Not all side effects for mitotane may be reported. You should always consult a doctor or healthcare professional for medical advice. Side effects can be reported to the FDA here.

For the Consumer

Applies to mitotane: oral tablet

In addition to its needed effects, some unwanted effects may be caused by mitotane. In the event that any of these side effects do occur, they may require medical attention.

You should check with your doctor immediately if any of these side effects occur when taking mitotane:

More common
  • Darkening of the skin
  • diarrhea
  • dizziness or lightheadedness
  • drowsiness
  • loss of appetite
  • mental depression
  • nausea or vomiting
  • skin rash
  • unusual tiredness or weakness
Less common
  • Blood in the urine
  • blurred vision
  • double vision
  • Shortness of breath
  • wheezing
Incidence not known
  • Chills
  • cloudy urine
  • cold sweats
  • confusion
  • dizziness, faintness, or lightheadedness when getting up from a lying or sitting position
  • feeling of warmth
  • fever
  • frequent urination
  • headache
  • lower abdominal cramping
  • nervousness
  • painful urination
  • pounding in the ears
  • redness of the face, neck, arms, and occasionally, upper chest
  • slow or fast heartbeat
  • vision changes
  • white area over the eye

Some of the side effects that can occur with mitotane may not need medical attention. As your body adjusts to the medicine during treatment these side effects may go away. Your health care professional may also be able to tell you about ways to reduce or prevent some of these side effects. If any of the following side effects continue, are bothersome or if you have any questions about them, check with your health care professional:

More common
  • Feeling of constant movement of self or surroundings
  • indigestion
  • passing of gas
  • sensation of spinning
  • sleepiness
  • stomach pain, fullness, or discomfort
  • unusual drowsiness, dullness, tiredness, weakness, or feeling of sluggishness
Less common
  • Aching muscles
  • flushing or redness of the skin
  • muscle twitching

For Healthcare Professionals

Applies to mitotane: oral tablet


In general, 80% of patients experience at least one side effect from mitotane.

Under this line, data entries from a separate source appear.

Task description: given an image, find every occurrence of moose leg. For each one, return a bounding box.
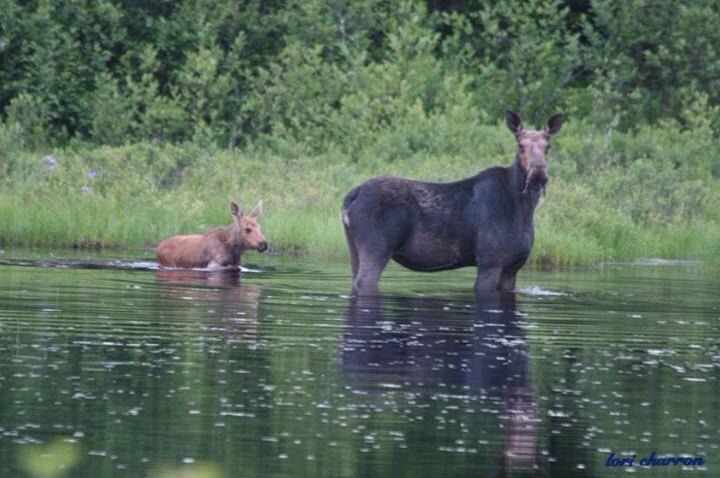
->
[500,271,517,292]
[343,224,358,284]
[353,251,390,295]
[475,266,502,293]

Toxicity is usually reversible upon reduction of dosage or discontinuation of therapy.[Ref]


Gastrointestinal side effects occur in approximately 80% of patients, and include anorexia in 24% to 36%, nausea in 39% to 65%, vomiting in 40%, and diarrhea in 13% to 49% of patients. Rarely, hypersialorrhea has been reported.[Ref]

Nervous system

Nervous system toxicity occurs in up to 50% of patients, and includes lethargy and somnolence in 25% to 44%, dizziness or vertigo in 18%, weakness in 12% to 23%, muscle tremors in 3%, headache in 5%, confusion in 3%, and irritability in 1% of patients. Prolonged administration may result in permanent brain damage. Frank encephalopathy, hallucinations, speech or memory impairment and ataxia have been rarely reported. Postmarketing nervous system side effects including neuropsychological disturbance, dysarthria, headache, ataxia, and mental impairment have been reported.[Ref]

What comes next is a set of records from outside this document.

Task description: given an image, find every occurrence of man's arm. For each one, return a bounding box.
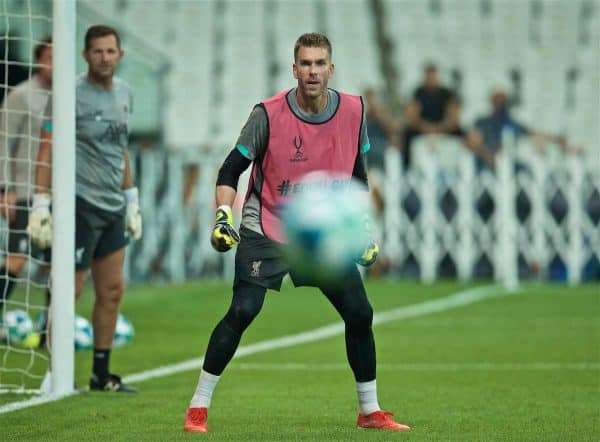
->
[0,92,27,222]
[215,184,237,207]
[121,148,134,190]
[34,128,52,194]
[27,128,52,249]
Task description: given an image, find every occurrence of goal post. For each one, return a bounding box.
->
[50,0,76,396]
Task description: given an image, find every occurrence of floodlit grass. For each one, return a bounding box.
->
[0,281,600,441]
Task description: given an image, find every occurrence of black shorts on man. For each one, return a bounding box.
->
[233,227,358,291]
[75,197,129,270]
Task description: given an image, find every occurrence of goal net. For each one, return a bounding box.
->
[0,0,74,398]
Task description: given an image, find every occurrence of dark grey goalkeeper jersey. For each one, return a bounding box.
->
[44,74,133,212]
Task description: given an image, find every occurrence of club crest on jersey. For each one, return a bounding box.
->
[250,261,262,278]
[290,135,308,163]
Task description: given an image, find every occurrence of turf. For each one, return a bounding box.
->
[0,281,600,441]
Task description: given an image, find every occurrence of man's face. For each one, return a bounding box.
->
[83,35,123,80]
[491,91,506,112]
[294,47,334,97]
[35,47,52,84]
[425,67,439,88]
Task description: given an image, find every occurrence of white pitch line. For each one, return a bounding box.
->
[227,362,600,372]
[0,285,508,414]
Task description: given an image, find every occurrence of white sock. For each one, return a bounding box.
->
[356,379,381,416]
[190,370,221,408]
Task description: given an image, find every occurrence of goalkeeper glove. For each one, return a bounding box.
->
[27,193,52,249]
[356,214,379,267]
[210,205,240,252]
[123,187,142,241]
[356,239,379,267]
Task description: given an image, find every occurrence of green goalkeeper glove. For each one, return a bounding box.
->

Formal neuropsychiatric testing of patients taking mitotane for up to two years has revealed evidence of impairment, particularly in visual-spatial tasks, oral language, and memory. The incidence of impairment has been associated with serum mitotane levels exceeding 15 mg/L. Above this level, most patients develop cerebellar ataxia. The effects do not appear to be permanent, and often remit at serum levels below 5 to 15 mg/L.[Ref]

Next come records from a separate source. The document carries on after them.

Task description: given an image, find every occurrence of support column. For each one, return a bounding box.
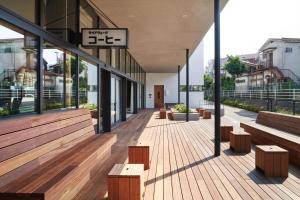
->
[97,66,103,134]
[133,83,137,114]
[101,70,111,132]
[214,0,221,157]
[36,37,44,114]
[177,65,180,104]
[186,49,190,122]
[121,78,127,121]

The main dermatologic side effect is a transient maculopapular rash which appears in approximately 18% of patients. Rare side effects include urticaria, hyperpigmentation, facial swelling, and alopecia.[Ref]

Therapy can usually be continued despite the transient maculopapular rash.[Ref]


Mild elevations in hepatic enzymes have been reported in up to 23% of patients in some studies. Severe hepatotoxicity is rare. Limited data (using antipyrine clearance) have shown that mitotane can induce hepatic microsomal enzymes leading to enhanced steroid degradation. Ocular side effects are rare, and include visual blurring, diplopia, lens opacity/cataracts, toxic retinopathy with papilledema, or retinal hemorrhage in 3% of patients. Postmarketing hepatic side effects including hepatitis and elevation of liver enzymes have been reported.[Ref]


Ocular side effects are rare, and include visual blurring, diplopia, lens opacity/cataracts, toxic retinopathy with papilledema, or retinal hemorrhage in 3% of patients. Postmarketing ocular side effects including maculopathy have been reported.[Ref]


Genitourinary side effects are rare, and include hematuria, hemorrhagic cystitis, or albuminuria in 2% of patients. The use of mitotane has rarely been associated with (reversible) primary hypogonadism and impotence in males. Postmarketing genitourinary side effects including gynecomastia have been reported.[Ref]


Many patients require exogenous steroid replacement during mitotane therapy. The adequacy of corticosteroid replacement may be assessed by monitoring levels of adrenal corticotropic hormone [ACTH].[Ref]

Endocrine side effects are expected because of the effect of mitotane on the adrenal cortex. Reversible primary testicular dysfunction/hypogonadism has been associated with the use of mitotane in males. The use of mitotane has been associated with increases in both serum total cholesterol and triglycerides. Postmarketing endocrine side effects including growth retardation and hypothyroidism have been reported.[Ref]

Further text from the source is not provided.